Ja nie z tych, co się wysypiają, gdy wyjazd mam o 10:35! Klasycznie w nocy nie chciało mi się spać, więc wniosek był z tego taki, że lepiej nie kłaść się w ogóle. Cóż, przynajmniej zdążę na autobus, który startuje z dworca. A to w przypadku Flixbusa i Gorzowa rzecz nie taka oczywista.
Każdy klient wspomnianego przewoźnika wie, że ma się stawić minimum 15 minut przed odjazdem. Jednak poniedziałek nie byłby poniedziałkiem, gdyby wszystko szło jak po maśle. Tak, bus zaliczył półgodzinne opóźnienie, a żaden z klientów nie otrzymał SMS’a, co się dzieje. Staliśmy więc i czekaliśmy na zbawienie w takim nastroju:
Koniec końców Flixbus podjechał i wszyscy wpakowali się do środka. Dobrze, że w pojazdach z reguły jest internet, bo trasa S3 raczej wybitnie ciekawa nie jest. To sama autostrada, którą do Szczecina zajeżdża się w półtora godziny. Zresztą, zobaczcie sami, jak trasa pi razy oko wygląda:
Moim docelowym miejscem było Prawobrzeże, zwane inaczej Dąbiem i traktowane trochę jak inny świat. Jeśli ktoś się nim nie interesuje, a wpaść do Szczecina musi, to i tak trochę łyknie Dąbia, bo się przez nie wjeżdża. I już na starcie można było zobaczyć powód opóźnienia Flixbusa:
Szczecin w remoncie jak stąd do Opola. Gospodyni wprost mówi o korkach, a ja niewiele jednak się z nimi zetknęłam. Być może dlatego, że mało jeździłam po mieście, ale nawet i w takim przypadku widać wszędzie, że miasto ma generalny remont. I wygląda to w ten sposób:
Mimo tego całego zamieszania jedno się nie zmieniło. Wciąż muszę robić kółko po Placu Rodła, by znaleźć właściwy przystanek.
Wynika to z tego, że ten Plac jest jednym wielkim – naprawdę sporym – węzłem przesiadkowym. Można z niego dojechać na inne place (haha, suchar dedykowany szczecinianom) i w inne ważne miejsca.

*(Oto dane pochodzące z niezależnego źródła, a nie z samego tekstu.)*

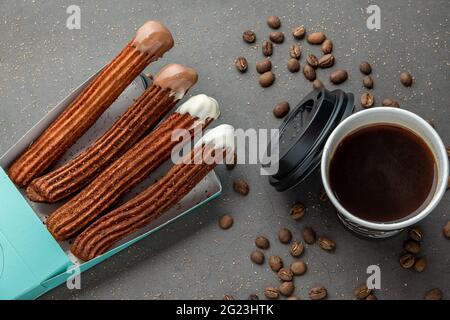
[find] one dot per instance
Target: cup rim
(386, 226)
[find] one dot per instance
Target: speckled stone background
(41, 61)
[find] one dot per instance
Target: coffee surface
(383, 173)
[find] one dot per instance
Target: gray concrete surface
(41, 61)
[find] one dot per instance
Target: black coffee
(383, 173)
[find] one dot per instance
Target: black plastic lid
(304, 132)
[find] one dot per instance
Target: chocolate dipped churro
(152, 40)
(170, 85)
(158, 198)
(131, 168)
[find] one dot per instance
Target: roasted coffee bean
(284, 235)
(388, 102)
(316, 38)
(415, 234)
(295, 51)
(257, 257)
(326, 244)
(406, 79)
(285, 274)
(312, 60)
(241, 187)
(267, 48)
(407, 261)
(297, 211)
(420, 264)
(249, 36)
(338, 76)
(326, 61)
(362, 292)
(309, 235)
(226, 221)
(368, 82)
(273, 22)
(298, 268)
(367, 100)
(293, 65)
(365, 67)
(275, 263)
(262, 242)
(264, 66)
(318, 293)
(266, 79)
(271, 293)
(241, 64)
(299, 32)
(281, 109)
(276, 36)
(434, 294)
(309, 72)
(327, 46)
(412, 246)
(286, 288)
(296, 249)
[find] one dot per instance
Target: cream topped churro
(170, 85)
(152, 40)
(130, 169)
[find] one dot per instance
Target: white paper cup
(385, 115)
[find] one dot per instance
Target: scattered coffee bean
(298, 268)
(249, 36)
(416, 234)
(368, 82)
(312, 60)
(327, 244)
(257, 257)
(281, 109)
(309, 72)
(367, 100)
(295, 51)
(316, 38)
(273, 22)
(266, 79)
(263, 66)
(365, 67)
(262, 242)
(275, 263)
(293, 65)
(285, 274)
(284, 235)
(299, 32)
(420, 264)
(388, 102)
(327, 46)
(241, 64)
(318, 293)
(326, 61)
(241, 187)
(297, 211)
(406, 79)
(296, 249)
(338, 76)
(412, 246)
(276, 36)
(267, 48)
(226, 221)
(362, 292)
(407, 261)
(286, 288)
(309, 235)
(434, 294)
(271, 293)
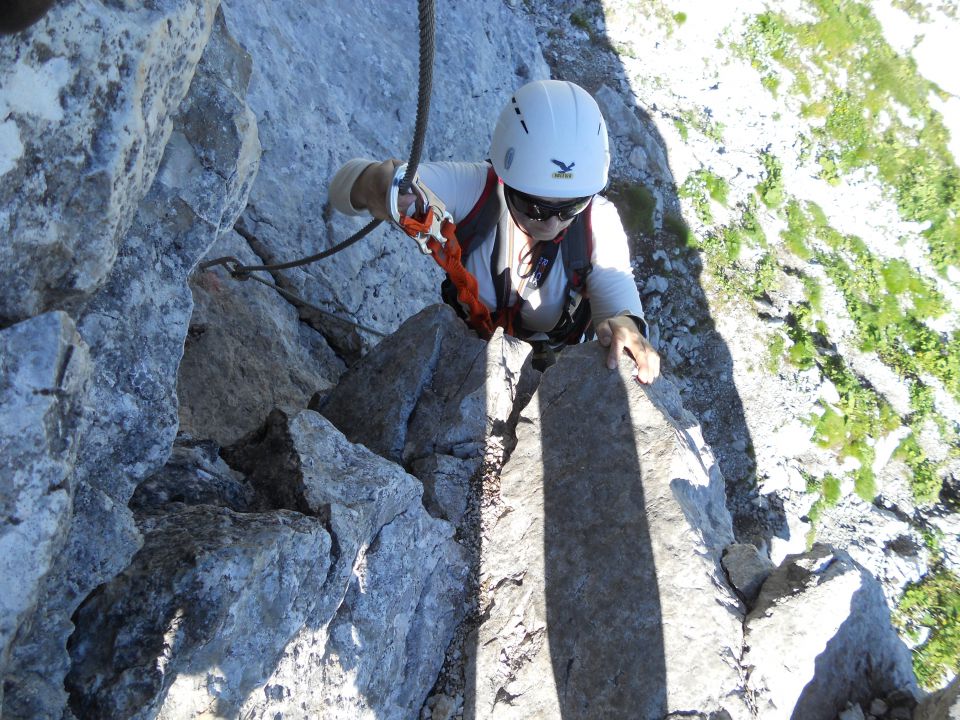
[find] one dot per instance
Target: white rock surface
(365, 107)
(87, 97)
(44, 378)
(602, 593)
(135, 326)
(820, 636)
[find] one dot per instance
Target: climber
(527, 220)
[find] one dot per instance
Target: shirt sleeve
(611, 285)
(458, 185)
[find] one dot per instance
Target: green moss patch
(933, 604)
(874, 108)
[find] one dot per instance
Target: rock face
(944, 705)
(84, 128)
(341, 604)
(831, 615)
(308, 128)
(246, 353)
(746, 568)
(199, 617)
(135, 325)
(304, 571)
(602, 591)
(431, 388)
(44, 376)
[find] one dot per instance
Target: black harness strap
(575, 246)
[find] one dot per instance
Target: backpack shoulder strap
(483, 216)
(578, 251)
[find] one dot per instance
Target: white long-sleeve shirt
(610, 286)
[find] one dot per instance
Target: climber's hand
(372, 188)
(620, 334)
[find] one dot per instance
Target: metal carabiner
(425, 202)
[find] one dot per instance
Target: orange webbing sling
(448, 256)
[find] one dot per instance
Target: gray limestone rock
(195, 475)
(135, 326)
(446, 484)
(831, 615)
(942, 705)
(44, 376)
(86, 100)
(200, 617)
(333, 81)
(601, 588)
(431, 387)
(647, 154)
(396, 589)
(246, 353)
(746, 568)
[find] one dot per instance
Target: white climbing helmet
(551, 141)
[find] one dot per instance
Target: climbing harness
(433, 229)
(239, 271)
(489, 215)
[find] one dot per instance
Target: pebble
(654, 284)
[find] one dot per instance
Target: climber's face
(543, 218)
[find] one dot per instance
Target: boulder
(333, 81)
(431, 387)
(602, 593)
(434, 396)
(135, 326)
(195, 474)
(87, 97)
(200, 617)
(746, 569)
(44, 377)
(446, 484)
(396, 588)
(336, 595)
(819, 636)
(246, 353)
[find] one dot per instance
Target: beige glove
(342, 184)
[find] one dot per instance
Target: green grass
(677, 226)
(934, 604)
(770, 188)
(878, 118)
(636, 205)
(889, 302)
(699, 187)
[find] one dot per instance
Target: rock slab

Tam po prawej, za tymi drzewkami nie widać, ale znajduje się centrum handlowe Galaxy. W tym rejonie są jeszcze ze dwa, może trzy. I to stosunkowo blisko.
E, to nie tak, że Szczecin ma stare tramwaje. Raczej posiada jeden i drugi typ, ale i tak jest lepiej od… Gorzowa. Tak, co z tego, że Gorzów kupił nowoczesne tramwaje (choć na to mieszkańcy czekali wiele lat), skoro biletomaty są przedpotopowe? Szczecinianie może mogą narzekać na niektóre z nich, ale mimo wszystko – w większości zapłacisz kartą, czego nie doświadczysz w lubuskim.